Invite all centers in the associated countries to apply for the accreditation and certification process.
CONCLUSIONS
The purpose of establishing CoEs in rheumatology is to facilitate access to better quality treatment, achieve disease remission, improve their quality of life, and reduce long-term disability risks to RA patients.
This is the first effort by Latin American and Caribbean countries to harmonize the standard of care for RA patients and to establish CoEs that, according to PANLAR’s mission and their basic concept, offer patients to optimize clinical results and ensure high levels of safety. These should be comparable to the best reference points, highly competitive market costs, and minimal predetermined volumes and frequencies of care.
We are not able yet to analyze the impact of this project. As applications will be voluntary, we do not have a precise idea of the number of centers that would apply. We expect that several centers will apply for each category in the big Latin American countries, and we are sure that this would be a gradual process with more centers applying as more centers are accredited.
Some might be surprised by the high level of agreement we achieved within this consensus. We think that that was due to the fact that all the requirements for quality of care defined are evidence based, and even within the diversity of Latin American and Caribbean countries, most of the rheumatologists agree with them. We defined 3 different categories in order to allow almost every rheumatologist in our countries to be able to apply to at least 1 of them, provided that he/she can comply with minimum standards of care.
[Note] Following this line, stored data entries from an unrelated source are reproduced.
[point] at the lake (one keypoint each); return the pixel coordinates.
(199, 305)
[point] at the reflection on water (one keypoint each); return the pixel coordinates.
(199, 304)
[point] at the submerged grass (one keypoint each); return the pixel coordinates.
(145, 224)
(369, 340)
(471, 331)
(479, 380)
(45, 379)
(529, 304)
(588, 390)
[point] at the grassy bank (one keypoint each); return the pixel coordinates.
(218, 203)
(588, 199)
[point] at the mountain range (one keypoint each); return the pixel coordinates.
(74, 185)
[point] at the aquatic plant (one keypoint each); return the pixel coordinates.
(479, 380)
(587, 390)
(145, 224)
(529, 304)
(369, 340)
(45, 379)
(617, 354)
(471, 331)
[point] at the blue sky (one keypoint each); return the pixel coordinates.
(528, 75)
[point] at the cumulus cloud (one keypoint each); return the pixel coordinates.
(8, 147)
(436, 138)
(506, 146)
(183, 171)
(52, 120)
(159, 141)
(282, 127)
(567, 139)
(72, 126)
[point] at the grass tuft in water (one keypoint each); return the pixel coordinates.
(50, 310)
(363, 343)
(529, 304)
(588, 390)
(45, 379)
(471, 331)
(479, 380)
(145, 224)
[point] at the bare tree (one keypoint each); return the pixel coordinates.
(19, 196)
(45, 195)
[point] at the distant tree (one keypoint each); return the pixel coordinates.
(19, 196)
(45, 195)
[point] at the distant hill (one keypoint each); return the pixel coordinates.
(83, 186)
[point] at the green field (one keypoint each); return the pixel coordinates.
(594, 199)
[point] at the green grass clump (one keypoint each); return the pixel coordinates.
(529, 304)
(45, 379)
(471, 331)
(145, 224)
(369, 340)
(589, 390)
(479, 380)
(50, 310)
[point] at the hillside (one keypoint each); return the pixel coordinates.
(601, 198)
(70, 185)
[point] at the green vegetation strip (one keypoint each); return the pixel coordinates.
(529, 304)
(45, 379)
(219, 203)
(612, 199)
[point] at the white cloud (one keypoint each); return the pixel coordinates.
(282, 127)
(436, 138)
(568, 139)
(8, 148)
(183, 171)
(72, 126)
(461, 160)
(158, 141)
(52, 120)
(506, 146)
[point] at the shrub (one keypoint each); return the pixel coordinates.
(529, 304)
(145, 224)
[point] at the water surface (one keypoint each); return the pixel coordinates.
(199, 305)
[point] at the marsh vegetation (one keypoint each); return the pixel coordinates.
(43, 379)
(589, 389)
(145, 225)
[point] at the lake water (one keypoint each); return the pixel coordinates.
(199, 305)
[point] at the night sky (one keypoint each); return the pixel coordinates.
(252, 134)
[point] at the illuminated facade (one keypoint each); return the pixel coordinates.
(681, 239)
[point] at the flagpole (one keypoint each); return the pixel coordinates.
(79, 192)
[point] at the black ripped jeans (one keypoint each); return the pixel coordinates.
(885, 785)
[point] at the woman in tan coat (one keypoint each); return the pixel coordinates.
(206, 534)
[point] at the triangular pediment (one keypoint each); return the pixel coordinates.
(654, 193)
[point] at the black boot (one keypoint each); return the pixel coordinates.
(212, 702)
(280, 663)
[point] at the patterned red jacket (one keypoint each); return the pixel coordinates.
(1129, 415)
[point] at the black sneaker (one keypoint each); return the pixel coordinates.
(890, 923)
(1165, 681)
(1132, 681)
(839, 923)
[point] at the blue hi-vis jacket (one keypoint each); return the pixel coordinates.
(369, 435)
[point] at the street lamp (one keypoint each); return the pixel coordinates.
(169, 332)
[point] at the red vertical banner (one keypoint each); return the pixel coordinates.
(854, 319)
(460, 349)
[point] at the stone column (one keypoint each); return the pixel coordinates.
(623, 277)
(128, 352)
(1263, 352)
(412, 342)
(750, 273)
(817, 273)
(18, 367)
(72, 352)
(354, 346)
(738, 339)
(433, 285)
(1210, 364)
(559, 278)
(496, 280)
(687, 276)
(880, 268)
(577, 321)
It might be that the rheumatologists selected being experts, even though coming from different countries, are very much alike among them, and this process might have a group bias, not representing the feelings of the majority of the rheumatologists from LA and the Caribbean. We considered performing a large survey, but we thought that a large survey would have been very difficult, and we rather opted for a representative approach, asking the PANLAR members societies to select a representative that was included in the consensus. We expect each society will support their representative and thereby promoting the general acceptance of the guidelines by the rheumatologist community.
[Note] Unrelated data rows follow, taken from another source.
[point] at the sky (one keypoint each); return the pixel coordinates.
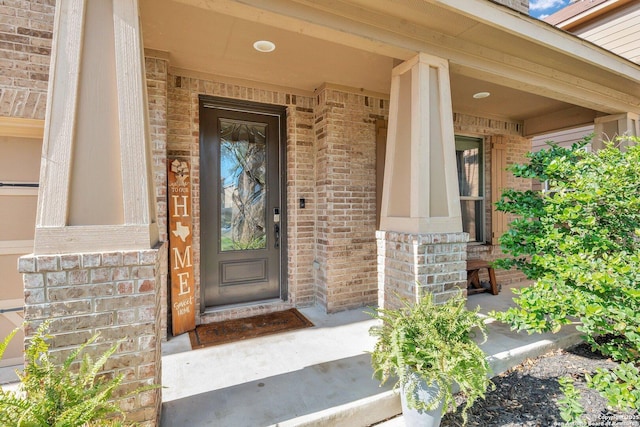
(542, 8)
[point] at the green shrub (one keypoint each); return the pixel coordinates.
(65, 395)
(434, 342)
(580, 242)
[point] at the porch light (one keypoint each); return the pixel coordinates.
(481, 95)
(264, 46)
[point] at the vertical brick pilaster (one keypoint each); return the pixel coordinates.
(409, 265)
(115, 294)
(156, 70)
(345, 127)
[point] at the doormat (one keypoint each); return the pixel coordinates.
(251, 327)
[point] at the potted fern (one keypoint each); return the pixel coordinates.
(430, 351)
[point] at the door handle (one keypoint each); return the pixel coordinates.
(276, 227)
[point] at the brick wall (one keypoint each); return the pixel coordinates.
(346, 191)
(26, 29)
(112, 293)
(410, 265)
(156, 70)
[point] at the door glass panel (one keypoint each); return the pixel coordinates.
(243, 190)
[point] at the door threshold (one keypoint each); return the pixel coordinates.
(238, 311)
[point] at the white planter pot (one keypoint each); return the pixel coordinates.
(419, 418)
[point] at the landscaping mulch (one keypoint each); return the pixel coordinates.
(527, 395)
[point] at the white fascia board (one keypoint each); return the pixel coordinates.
(540, 32)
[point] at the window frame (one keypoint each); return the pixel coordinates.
(458, 137)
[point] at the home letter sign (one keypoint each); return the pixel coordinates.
(180, 248)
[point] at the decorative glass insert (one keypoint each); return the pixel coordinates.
(242, 185)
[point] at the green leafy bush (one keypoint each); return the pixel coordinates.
(63, 395)
(434, 342)
(580, 242)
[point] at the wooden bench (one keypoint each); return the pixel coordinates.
(474, 286)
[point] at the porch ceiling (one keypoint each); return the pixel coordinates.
(346, 43)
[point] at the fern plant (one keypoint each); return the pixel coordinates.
(434, 343)
(60, 395)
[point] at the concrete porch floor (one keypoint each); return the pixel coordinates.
(319, 376)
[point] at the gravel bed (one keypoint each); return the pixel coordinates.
(527, 395)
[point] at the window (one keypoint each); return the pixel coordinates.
(469, 160)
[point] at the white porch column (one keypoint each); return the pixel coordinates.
(421, 246)
(608, 127)
(97, 259)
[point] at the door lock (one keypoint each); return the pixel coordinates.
(276, 227)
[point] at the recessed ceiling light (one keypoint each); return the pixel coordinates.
(481, 95)
(264, 46)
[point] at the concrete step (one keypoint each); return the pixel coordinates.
(319, 376)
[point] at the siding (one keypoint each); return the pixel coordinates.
(616, 31)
We acknowledge that an important problem to attain this goal is the limited access to medication and rehabilitation depending on patient’s health coverage or insurance. However, this should not be an obstacle for a patient to attend a CoE in RA or for rheumatologists to improve their clinical rheumatology practice. Therefore, this panel of experts generates a position paper, supported by the scientific associations represented by their medical leaders that can come into force in LA through the implementation of these CoEs.
ACKNOWLEDGMENTS
The authors thank Paulo Vega, MD, and Annette Pérez, MD, as Abbvie’s unrestricted educational grant managers, which made the project’s development possible; Ciro Valderrama and María Mercedes Rueda, as RA representative patients; Sergio Luengas, MD, and Luisa Pombo, MD, of the O.E.S. (Organizacion para la Excelencia en Salud–Excellence in Health Organization), experts in health quality and accreditation who were the methodological advisors of the meeting; and Drs Analhi Palomino and Laura Villarreal, from BIOMAB, Rheumatoid Arthritis Center, Bogota, Colombia, who were the logistic coordinators of the meeting.
Footnotes
The authors declare no conflict of interest.